SI: Your brother played in Atlanta before coming to Boston. Are you noticing a difference between the fans and how passionate they are about basketball? 

Horford: Yes. Al was really loved in Atlanta. He was their franchise player for a long time, and they were always really great to him there. So the main difference just being that Atlanta’s not really known as a sports city and Boston is. So, I think with Atlanta you’ve kind of got this melting pot of people coming from all over the place so no one has like this true allegiance to a lot of their teams. In Boston the loyalty is just unmatched. It’s kind of insane. I think that’s the biggest difference. And that’s something Al obviously has known as well–I know he didn’t like playing in Boston when he wasn’t playing for Boston.

SI: How do you watch the games. Are you with friends? Do you watch alone? Do you have superstitions?
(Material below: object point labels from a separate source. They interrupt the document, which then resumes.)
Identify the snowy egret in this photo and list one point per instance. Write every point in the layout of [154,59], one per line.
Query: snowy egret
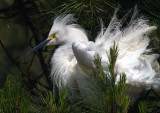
[73,59]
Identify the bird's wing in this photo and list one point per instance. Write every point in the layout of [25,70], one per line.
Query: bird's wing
[140,67]
[84,56]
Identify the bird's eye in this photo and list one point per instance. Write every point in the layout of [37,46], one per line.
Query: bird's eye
[52,36]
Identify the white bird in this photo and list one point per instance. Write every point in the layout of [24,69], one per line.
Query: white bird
[73,59]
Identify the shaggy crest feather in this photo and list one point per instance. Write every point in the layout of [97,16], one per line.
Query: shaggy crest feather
[73,60]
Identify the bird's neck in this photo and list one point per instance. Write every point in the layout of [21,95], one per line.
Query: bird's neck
[61,63]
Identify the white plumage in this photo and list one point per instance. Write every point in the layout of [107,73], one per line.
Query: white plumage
[72,62]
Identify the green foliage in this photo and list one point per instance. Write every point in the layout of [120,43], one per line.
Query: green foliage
[110,96]
[13,97]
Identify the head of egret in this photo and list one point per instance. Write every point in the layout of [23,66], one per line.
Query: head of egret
[63,31]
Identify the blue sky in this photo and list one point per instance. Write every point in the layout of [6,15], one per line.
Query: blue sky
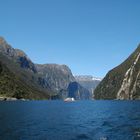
[90,36]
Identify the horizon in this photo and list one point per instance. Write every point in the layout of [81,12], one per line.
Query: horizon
[90,37]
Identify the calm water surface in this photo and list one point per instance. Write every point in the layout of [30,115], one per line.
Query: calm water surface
[81,120]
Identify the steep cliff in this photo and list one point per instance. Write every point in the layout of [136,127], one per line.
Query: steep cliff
[123,82]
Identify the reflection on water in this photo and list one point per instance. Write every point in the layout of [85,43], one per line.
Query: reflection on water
[81,120]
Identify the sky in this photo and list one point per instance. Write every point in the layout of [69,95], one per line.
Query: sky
[90,36]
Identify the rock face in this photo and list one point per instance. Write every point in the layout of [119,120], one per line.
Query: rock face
[88,82]
[18,76]
[62,82]
[76,91]
[123,82]
[21,78]
[16,55]
[57,76]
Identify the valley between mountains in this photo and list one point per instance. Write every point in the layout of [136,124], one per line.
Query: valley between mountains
[20,78]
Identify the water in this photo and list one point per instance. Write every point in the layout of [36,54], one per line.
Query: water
[81,120]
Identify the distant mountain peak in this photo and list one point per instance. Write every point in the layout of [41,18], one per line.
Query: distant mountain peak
[122,82]
[86,78]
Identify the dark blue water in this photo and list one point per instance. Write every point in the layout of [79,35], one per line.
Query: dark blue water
[81,120]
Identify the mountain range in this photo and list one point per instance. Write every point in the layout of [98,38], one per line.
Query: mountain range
[122,82]
[21,78]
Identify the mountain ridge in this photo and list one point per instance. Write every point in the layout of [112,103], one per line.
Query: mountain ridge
[122,82]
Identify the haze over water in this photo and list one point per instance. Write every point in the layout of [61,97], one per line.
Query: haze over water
[80,120]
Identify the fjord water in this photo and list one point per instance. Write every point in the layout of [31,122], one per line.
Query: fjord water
[80,120]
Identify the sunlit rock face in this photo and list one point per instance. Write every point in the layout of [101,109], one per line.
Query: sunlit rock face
[89,82]
[123,82]
[57,76]
[16,55]
[76,91]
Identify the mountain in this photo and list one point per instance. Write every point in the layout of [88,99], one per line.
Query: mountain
[76,91]
[62,82]
[122,82]
[57,76]
[21,78]
[88,82]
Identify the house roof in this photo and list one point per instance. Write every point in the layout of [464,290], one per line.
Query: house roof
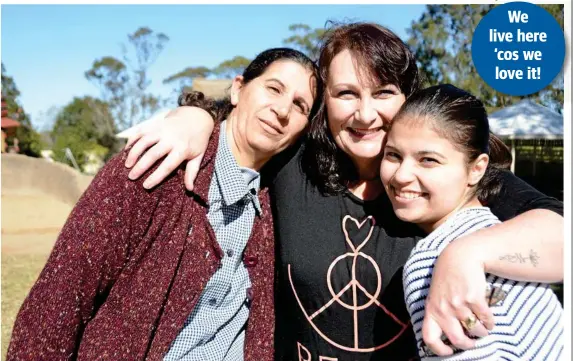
[527,120]
[9,123]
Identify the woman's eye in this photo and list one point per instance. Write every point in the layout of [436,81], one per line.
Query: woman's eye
[392,156]
[429,161]
[300,107]
[346,93]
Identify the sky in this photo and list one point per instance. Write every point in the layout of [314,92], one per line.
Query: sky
[47,48]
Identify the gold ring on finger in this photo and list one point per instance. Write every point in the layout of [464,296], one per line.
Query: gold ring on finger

Horford: I usually watch it with my siblings -- Maria our younger sister, Josh, our younger brother, and then John when he’s around. We usually watch the games together. I'm not really superstitious, but there’s a lot of yelling at the TV. There’s a lot that goes on when we go to the games–like we were in Chicago for that series–and, yeah, we tend to be loud and obnoxious together. People definitely stare. We really get it into it. So, yeah. It’s always a good time, though.

SI: Have you ever had any rude confrontations or people yelling at you or anything like that?

Horford: Not in person so much. I just feel like it’s usually because we’re with our dad who is like 7-foot-1, 270, so people don’t really mess with us when he’s standing right there, because he’ll just stand up and turn around and look at them, and they’ll shut up.

SI: Did you ever visit Al while he was in college at Florida? And if so, did you get to hang out with Joakim Noah?

Horford: Yeah. I actually had a few trips down there. I was younger though–Al’s about six years older than me. I remember we went to Universal, went out to eat with Al and his teammates, went to his dorm room which–when you’re bring your 13-year-old sister to your door room as you’re like trying to hide what’s actually going on in there. I remember walking through the door. But yeah, I remember hanging out with all those guys. Jo was quite the character. And it was always a good time. They were having fun, always in a really good mood, always joking with each other and what not.

SI: So I take it 13-year-old Anna never had a crush on college Joakim Noah?

Horford: No, not really. So as long as I can remember, teammates have always kind of been off limits.